HOW TOM TROUBRIDGE KEPT WATCH FOR THE FIRST TIME.
Human affairs are subject to such an infinite variety of changes and complications, that any attempt to lay down particular rules for individual action, under peculiar circumstances, must prove a failure.
Hence I consider proverbs, generally speaking, to be a failure, only used by weak-minded men, who have no opinion of their own.

Thus, if you have a chance of selling your station at fifteen shillings, and buying in, close to a new gold-field on the same terms, where fat sheep are going to the butcher at from eighteen shillings to a pound, butter, eggs, and garden produce at famine prices, some dolt unsettles you, and renders you uncertain and miserable by saying that "rolling stone gathers no moss;" as if you wanted moss! Again, having worked harder than the Colonial Secretary all the week, and wishing to lie in bed till eleven o'clock on Sunday, a man comes into your room at half-past seven, on a hot morning, when your only chance is to sleep out an hour or so of the heat, and informs you that the "early bird gets the worms." I had a partner, who bought in after Jim Stockbridge was killed, who was always flying this early bird, when he couldn't sleep for musquitoes.
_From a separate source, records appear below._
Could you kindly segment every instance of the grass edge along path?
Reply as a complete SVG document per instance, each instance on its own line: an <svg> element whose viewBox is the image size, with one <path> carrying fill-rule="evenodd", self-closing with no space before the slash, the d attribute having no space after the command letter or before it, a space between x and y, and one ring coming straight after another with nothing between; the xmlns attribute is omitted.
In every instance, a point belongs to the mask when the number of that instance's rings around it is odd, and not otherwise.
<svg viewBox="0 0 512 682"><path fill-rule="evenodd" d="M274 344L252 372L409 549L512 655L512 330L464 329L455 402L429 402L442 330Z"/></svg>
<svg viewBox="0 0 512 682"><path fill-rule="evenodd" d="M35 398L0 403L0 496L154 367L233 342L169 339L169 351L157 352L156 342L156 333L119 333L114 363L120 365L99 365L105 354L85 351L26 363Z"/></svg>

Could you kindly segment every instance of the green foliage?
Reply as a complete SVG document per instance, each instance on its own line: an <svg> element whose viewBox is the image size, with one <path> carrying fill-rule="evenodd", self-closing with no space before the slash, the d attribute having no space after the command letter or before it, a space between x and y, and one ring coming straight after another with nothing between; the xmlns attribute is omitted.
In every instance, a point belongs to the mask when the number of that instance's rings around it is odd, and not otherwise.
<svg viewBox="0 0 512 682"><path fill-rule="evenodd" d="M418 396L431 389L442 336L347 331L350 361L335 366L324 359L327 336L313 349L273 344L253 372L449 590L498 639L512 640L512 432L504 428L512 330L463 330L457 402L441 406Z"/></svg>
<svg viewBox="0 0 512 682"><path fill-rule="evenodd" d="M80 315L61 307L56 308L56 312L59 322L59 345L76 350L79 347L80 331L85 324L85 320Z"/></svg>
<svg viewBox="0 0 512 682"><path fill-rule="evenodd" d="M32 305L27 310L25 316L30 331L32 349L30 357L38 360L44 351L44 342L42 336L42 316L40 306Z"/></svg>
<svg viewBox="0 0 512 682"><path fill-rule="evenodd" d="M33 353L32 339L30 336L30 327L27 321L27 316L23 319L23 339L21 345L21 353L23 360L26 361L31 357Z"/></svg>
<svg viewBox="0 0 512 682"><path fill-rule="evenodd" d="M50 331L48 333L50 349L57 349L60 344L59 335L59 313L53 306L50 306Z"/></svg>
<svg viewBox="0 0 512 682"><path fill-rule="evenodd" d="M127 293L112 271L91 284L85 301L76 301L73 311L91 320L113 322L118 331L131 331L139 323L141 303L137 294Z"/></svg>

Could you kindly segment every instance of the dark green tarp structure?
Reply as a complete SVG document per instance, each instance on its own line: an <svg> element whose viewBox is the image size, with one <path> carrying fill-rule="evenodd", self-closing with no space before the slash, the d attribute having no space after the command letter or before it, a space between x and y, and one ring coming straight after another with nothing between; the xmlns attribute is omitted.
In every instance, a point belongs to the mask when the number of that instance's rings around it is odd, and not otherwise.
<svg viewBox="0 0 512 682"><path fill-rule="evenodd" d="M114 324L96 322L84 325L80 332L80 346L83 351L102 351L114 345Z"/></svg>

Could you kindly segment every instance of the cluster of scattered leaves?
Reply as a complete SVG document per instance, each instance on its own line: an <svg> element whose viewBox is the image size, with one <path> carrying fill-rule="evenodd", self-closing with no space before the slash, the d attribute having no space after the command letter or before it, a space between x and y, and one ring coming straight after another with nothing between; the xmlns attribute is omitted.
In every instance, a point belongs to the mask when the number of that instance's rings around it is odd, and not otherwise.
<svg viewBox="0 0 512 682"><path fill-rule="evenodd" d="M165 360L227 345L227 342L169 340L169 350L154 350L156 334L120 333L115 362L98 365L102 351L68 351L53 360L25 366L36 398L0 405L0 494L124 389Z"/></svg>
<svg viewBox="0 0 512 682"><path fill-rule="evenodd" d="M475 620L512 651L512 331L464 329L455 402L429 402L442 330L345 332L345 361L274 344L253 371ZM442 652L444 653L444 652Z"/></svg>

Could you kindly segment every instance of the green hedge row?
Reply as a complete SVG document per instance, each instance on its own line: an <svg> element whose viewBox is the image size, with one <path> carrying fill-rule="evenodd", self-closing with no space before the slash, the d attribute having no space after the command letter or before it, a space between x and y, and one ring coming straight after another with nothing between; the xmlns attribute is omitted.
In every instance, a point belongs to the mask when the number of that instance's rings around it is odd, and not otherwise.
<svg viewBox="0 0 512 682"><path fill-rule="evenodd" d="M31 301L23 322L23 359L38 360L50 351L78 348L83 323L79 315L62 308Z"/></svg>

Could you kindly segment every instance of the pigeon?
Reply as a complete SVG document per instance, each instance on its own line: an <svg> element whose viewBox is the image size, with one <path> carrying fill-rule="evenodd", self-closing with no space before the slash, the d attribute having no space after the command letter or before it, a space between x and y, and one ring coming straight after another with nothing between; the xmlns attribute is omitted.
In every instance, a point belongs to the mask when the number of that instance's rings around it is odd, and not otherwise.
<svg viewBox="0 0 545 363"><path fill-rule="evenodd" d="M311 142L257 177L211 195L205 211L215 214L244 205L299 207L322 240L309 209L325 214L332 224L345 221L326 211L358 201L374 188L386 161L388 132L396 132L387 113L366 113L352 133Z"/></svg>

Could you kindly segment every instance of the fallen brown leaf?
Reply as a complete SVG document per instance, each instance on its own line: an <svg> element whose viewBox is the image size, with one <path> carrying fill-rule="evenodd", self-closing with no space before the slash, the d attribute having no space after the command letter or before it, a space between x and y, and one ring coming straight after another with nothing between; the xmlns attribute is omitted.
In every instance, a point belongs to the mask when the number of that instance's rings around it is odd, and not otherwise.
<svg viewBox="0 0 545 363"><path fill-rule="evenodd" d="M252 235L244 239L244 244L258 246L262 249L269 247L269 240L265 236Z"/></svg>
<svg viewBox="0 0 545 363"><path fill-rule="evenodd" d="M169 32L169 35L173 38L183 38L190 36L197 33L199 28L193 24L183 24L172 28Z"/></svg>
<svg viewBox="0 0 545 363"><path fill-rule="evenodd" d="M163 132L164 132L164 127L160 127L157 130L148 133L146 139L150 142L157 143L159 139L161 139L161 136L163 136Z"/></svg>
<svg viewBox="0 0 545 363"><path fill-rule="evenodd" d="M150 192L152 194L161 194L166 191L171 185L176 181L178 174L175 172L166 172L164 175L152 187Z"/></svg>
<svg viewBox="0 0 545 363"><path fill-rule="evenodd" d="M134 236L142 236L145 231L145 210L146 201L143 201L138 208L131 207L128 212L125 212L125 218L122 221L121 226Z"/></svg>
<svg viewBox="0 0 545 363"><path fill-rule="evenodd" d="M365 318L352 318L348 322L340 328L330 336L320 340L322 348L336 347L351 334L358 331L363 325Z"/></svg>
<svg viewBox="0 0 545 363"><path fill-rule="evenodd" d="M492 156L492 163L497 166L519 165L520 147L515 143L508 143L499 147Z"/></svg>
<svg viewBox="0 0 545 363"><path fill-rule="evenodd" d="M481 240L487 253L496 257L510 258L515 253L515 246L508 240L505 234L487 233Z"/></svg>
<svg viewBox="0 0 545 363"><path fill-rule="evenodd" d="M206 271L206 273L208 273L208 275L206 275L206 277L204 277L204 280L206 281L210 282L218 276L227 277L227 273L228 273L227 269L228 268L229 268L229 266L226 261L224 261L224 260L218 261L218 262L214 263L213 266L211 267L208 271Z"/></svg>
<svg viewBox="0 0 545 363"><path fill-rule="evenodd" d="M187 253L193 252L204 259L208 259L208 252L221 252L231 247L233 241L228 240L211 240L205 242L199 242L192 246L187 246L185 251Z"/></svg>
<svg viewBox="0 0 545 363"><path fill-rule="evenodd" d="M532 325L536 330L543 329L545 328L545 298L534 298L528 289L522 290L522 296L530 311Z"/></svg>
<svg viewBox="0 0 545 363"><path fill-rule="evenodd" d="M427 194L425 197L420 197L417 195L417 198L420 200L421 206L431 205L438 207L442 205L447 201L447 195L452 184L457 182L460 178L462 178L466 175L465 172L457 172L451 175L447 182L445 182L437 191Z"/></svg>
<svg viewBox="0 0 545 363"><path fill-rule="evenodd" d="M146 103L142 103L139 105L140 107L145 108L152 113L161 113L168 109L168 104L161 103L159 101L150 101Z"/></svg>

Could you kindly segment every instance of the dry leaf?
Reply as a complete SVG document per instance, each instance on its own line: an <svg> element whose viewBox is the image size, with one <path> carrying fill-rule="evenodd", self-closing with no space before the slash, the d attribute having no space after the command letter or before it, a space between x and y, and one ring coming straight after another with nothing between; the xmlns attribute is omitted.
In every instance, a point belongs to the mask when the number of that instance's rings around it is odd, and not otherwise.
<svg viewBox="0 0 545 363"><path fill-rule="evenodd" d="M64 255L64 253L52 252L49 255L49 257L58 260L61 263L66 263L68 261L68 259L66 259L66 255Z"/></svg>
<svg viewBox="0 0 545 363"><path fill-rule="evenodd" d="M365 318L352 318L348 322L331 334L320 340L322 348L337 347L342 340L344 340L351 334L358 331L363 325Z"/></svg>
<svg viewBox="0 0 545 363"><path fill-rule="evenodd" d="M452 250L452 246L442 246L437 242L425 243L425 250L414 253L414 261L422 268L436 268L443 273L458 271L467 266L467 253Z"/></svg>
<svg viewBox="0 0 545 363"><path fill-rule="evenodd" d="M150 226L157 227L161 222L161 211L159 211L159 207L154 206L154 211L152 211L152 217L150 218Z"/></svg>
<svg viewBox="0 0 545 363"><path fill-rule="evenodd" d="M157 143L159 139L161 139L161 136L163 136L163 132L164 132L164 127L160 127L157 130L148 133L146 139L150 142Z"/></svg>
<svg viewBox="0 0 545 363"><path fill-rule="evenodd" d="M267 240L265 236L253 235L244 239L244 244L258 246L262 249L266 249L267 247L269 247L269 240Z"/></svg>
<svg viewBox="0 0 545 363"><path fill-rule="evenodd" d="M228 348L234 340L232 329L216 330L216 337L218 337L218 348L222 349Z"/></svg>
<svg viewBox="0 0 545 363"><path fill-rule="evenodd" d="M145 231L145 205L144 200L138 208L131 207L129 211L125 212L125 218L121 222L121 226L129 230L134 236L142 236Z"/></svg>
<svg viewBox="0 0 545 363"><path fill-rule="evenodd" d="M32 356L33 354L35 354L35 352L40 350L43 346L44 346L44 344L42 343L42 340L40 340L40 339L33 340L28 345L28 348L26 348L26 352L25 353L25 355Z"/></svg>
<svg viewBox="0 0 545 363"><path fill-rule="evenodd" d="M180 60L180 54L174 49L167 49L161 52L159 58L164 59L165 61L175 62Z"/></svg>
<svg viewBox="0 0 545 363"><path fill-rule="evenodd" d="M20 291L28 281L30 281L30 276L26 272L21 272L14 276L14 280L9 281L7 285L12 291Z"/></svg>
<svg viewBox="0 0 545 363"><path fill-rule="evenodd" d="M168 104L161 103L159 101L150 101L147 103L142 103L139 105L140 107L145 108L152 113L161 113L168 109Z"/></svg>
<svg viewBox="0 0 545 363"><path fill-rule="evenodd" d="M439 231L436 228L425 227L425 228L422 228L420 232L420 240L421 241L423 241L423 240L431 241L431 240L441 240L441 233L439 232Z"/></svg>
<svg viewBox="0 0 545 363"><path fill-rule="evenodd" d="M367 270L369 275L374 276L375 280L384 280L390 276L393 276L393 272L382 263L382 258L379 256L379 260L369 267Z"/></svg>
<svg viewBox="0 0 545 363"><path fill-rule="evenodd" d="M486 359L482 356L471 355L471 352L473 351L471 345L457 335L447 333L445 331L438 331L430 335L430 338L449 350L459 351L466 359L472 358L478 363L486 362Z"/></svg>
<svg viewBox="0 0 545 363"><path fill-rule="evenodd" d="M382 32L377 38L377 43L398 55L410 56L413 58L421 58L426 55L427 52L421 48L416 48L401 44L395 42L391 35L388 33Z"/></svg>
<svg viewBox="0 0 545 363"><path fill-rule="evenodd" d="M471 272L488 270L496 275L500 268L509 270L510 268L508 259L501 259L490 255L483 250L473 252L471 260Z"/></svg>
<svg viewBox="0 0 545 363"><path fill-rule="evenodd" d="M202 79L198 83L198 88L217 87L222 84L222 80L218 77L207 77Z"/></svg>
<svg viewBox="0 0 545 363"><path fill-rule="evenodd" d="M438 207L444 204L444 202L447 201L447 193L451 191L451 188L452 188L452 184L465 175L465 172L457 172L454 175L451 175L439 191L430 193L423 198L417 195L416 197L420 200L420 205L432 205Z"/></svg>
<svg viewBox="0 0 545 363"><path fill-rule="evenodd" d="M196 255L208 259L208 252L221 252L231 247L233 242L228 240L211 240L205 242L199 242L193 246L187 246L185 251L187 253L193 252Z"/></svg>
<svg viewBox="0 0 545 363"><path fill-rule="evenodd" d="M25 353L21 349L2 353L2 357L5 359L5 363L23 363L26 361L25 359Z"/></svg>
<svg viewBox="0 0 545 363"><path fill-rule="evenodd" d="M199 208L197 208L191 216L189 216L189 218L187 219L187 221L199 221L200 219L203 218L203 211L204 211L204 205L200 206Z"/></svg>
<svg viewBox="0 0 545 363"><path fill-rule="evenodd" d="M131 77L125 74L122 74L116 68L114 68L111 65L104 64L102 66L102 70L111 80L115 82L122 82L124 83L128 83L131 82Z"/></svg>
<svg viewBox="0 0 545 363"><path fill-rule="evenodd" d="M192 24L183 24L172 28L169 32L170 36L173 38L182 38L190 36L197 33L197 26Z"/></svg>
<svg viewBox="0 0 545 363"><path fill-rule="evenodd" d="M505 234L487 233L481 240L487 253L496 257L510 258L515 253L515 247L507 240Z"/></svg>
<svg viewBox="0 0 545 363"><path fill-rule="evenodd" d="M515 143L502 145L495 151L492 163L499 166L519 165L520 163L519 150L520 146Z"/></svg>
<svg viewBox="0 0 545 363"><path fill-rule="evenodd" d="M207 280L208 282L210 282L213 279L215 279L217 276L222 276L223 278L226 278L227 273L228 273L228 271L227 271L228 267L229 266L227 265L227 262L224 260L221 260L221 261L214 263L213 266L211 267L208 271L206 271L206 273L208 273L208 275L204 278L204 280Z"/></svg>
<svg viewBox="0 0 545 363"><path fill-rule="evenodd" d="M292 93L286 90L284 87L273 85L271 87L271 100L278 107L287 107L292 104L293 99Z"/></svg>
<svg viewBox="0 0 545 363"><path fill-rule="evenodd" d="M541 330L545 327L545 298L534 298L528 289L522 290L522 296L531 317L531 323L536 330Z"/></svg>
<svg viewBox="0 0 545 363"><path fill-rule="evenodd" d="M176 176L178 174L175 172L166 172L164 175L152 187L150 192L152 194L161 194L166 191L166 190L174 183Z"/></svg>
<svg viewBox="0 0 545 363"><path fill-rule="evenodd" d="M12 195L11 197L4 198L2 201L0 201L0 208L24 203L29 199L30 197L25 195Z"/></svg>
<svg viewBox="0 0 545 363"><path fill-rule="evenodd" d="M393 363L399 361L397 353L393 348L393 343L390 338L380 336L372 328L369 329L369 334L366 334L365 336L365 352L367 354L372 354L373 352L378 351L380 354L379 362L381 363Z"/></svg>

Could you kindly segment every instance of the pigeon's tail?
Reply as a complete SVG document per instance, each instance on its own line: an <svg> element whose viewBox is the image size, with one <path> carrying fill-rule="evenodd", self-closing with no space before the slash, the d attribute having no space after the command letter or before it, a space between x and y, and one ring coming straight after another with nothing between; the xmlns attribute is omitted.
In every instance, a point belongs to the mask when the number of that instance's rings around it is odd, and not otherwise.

I have got rid of him now; but for the two years he was with me, the dearest wish of my heart was that my tame magpie Joshua could have had a quiet two minutes with that early bird before any one was up to separate them.

I rather fancy he would have been spoken of as "the late early bird" after that.

In short, I consider proverbs as the refuge of weak minds.
The infinite sagacity of the above remarks cannot be questioned; their application may.